The crucial point that has to be made about regular expressions is that they can't count; so a single regexp can't cope with tags that are nested arbitrarily deep. If there is a fixed limit, it can be done, but really only in principle; a solution that would also work for arbitrary nesting would be easier.
So, what sort of solution? I'm just going to sketch something out here, rather than write all the code - I'd be bound to make some silly mistake somewhere, 'cos right now my brain isn't parsing PHP to well. It uses an idea I've posted a couple of times already, in threads 10219330 and 10221160.
You find each occurrence of {b}...{/b} in the string (using {} instead of [] that does't contain any intervening {b} or {/b} tags.
Capture the bit in between, and replace it with some identifier. Store the captured bit along with the identifier in an array.
Keep doing this until there are no {b}...{/b} pairs found (this is the loop that regular expressions can't do) - in other words, the string doesn't change after the preg_replace(), so it means hanging on to the previous value of the string for a "before-and-after" comparison. The only {b} and {/b} tags left are unmatched ones.

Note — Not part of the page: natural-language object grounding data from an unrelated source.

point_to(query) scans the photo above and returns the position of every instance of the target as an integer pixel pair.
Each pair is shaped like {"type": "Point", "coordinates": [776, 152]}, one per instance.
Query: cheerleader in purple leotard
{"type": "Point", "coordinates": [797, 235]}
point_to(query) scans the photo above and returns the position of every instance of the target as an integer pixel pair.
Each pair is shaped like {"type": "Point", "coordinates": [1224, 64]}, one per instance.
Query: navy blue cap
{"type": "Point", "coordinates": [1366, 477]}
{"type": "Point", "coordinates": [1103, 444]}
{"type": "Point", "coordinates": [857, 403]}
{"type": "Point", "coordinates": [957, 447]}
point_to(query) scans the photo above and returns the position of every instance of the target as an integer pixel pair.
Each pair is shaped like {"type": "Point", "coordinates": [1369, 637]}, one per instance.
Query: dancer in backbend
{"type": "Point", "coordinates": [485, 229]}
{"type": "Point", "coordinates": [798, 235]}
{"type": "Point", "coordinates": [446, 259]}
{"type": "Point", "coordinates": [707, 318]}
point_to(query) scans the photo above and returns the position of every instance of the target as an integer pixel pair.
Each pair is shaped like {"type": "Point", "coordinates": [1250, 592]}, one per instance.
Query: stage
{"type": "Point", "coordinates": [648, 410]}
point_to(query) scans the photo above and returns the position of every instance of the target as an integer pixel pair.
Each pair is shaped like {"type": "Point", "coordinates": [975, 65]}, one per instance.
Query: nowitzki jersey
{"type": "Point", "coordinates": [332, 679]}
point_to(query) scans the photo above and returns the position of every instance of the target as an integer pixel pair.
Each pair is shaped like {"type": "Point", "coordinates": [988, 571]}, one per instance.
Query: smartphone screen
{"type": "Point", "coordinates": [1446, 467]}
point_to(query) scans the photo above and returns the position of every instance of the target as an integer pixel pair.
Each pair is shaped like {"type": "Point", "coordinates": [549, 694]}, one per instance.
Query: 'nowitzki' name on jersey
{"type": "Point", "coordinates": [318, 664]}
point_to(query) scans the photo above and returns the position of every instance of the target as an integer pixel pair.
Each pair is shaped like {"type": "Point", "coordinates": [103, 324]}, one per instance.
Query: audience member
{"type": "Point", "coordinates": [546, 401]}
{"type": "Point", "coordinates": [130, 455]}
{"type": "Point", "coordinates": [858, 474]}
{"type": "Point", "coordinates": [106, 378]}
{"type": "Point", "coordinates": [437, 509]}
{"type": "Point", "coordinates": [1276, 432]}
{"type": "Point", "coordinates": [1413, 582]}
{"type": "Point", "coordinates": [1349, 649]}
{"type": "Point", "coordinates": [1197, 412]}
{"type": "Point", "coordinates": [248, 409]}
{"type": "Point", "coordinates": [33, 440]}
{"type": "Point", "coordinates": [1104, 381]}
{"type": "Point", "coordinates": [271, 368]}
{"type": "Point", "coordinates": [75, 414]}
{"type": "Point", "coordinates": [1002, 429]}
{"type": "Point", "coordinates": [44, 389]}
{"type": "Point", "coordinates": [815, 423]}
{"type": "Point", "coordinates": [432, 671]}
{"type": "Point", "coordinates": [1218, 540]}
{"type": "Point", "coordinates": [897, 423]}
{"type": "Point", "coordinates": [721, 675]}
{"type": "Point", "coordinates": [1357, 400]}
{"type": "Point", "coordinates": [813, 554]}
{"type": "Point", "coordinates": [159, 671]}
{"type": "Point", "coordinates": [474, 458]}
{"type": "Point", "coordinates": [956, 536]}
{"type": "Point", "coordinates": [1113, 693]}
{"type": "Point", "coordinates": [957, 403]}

Now go through the array you've built up. Do this in reverse order, 'cos some of the later captured bits might contain the identifiers from earlier replacements (cos of nesting). Replace identifiers in the string with <b>corresponding captured bit</b>.
By adding a third field to the array - "tagtype" to go alongside "captured text" and "identifier", you could proceed to match {i}...{/i} and other pairs of tags at the same time as you match and replace {b}...{/b} pairs.